Uit een uitspraak van de Hoge Raad blijkt dat het mogelijk is dat twee partijen met betrekking tot de levering van een goed een samenstel van rechtshandelingen opzetten, waardoor uiteindelijk geen sprake is van een vergoeding. In zo’n geval mag de inspecteur de btw-aftrek weigeren.
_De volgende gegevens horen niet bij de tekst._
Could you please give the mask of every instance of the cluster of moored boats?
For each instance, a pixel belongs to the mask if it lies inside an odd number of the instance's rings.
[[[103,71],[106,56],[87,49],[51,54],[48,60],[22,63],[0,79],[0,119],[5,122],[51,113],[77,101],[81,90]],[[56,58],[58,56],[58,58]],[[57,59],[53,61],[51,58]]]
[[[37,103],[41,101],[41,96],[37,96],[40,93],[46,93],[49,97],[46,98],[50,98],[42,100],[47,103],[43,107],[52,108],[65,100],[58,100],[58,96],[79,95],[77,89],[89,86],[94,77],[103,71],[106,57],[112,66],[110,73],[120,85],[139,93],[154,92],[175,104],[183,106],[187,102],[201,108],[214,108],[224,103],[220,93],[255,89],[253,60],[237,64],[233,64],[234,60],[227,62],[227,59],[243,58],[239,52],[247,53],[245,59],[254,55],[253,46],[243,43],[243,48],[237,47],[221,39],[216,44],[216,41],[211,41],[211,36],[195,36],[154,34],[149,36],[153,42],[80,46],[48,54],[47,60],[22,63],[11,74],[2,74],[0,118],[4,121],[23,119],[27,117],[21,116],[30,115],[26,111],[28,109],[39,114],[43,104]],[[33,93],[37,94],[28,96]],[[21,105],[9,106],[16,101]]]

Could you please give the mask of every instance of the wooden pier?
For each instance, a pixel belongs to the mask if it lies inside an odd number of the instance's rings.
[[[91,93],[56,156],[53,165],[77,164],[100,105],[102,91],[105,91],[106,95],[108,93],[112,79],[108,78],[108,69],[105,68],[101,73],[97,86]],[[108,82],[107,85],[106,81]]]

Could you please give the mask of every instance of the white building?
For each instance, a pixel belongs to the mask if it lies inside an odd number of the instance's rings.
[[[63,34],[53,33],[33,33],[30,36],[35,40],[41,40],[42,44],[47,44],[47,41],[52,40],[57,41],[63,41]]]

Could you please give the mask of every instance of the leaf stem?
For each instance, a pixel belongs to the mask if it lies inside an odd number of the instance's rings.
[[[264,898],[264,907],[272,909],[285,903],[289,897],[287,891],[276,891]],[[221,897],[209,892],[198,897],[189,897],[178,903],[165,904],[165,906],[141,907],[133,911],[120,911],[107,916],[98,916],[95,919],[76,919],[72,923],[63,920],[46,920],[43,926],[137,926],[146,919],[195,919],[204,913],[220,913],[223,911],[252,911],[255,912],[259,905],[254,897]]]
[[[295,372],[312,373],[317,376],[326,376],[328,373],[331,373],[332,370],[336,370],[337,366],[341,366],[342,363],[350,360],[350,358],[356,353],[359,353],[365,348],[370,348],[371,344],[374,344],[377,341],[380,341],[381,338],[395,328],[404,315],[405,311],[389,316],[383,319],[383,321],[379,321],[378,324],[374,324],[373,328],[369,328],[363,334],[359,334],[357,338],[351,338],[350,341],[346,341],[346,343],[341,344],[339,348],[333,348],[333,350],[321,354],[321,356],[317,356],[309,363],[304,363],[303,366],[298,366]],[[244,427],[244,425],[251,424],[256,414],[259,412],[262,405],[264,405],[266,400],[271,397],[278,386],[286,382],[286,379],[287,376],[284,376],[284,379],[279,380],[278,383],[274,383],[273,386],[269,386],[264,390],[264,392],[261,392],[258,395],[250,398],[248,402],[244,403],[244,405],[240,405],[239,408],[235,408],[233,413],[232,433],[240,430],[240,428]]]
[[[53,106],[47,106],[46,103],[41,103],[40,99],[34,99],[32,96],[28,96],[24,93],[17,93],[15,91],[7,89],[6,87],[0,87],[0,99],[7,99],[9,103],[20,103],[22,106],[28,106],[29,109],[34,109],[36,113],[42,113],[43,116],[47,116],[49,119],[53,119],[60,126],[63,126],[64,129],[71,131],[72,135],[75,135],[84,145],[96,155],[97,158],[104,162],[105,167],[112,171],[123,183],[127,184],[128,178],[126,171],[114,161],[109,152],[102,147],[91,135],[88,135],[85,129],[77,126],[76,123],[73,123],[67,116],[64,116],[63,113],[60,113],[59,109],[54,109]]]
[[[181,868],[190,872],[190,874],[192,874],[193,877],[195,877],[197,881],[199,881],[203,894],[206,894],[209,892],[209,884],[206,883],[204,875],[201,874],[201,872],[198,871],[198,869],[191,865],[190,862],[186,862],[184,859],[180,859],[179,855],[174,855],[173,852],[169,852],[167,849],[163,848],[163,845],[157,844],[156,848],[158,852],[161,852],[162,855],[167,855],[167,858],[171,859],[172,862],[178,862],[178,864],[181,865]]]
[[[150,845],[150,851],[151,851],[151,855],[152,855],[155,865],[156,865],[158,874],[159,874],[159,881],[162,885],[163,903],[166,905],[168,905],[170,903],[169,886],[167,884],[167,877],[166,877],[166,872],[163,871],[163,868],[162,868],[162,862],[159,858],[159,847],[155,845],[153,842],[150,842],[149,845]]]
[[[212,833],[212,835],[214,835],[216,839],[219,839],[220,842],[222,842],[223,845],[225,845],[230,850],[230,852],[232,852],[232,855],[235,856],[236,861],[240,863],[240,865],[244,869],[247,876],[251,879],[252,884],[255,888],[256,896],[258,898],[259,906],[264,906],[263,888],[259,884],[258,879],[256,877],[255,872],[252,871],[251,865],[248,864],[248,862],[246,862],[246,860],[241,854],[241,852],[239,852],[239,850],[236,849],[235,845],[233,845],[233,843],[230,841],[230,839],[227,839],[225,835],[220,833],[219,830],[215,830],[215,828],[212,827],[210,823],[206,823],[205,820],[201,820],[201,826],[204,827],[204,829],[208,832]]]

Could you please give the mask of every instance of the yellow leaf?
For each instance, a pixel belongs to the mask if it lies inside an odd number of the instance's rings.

Met dit arrest lijkt nu eindelijk een einde te zijn gekomen aan een lange procedure met betrekking tot de levering van een schoolgebouw door een gemeente. De gemeente en haar afnemer, een vereniging, waren een vergoeding voor de (op)levering van het schoolgebouw overeengekomen van ruim € 326.000. In de leveringsakte vermeldde de gemeente dat zij afstand deed van haar vordering tot betaling in ruil voor een vordering op de vereniging. Deze koopschuld werd later omgezet in een aflossingsvrije rentedragende leenschuld. Volgens Hof Amsterdam was de koopschuld door deze omzetting voldaan (zie: Btw-aftrek mogelijk voor levering schoolgebouw gemeente). Maar de Hoge Raad zag dat anders. De inspecteur had namelijk onweersproken gesteld dat de gemeente de rente jaarlijks kwijtschold. Ook bleek de gemeente een recht van terugkoop te hebben tegen een overeengekomen koopsom. Zou de vereniging het schoolgebouw aan een derde verkopen, dan moest zij een eventueel deel van de verkoopopbrengst, dat de schuld overtrof, afstaan aan de gemeente. Zo had de gemeente een belang in het overgedragen schoolgebouw behouden. Door het samenstel van rechtshandelingen was feitelijk geen sprake van een vergoeding voor het overgedragen schoolgebouw. De gemeente had daarom geen recht op btw-aftrek. Dat de rechtshandelingen geen schijnhandelingen waren, omdat de partijen het gevolg van deze rechtshandelingen beoogden, deed daar niets aan af.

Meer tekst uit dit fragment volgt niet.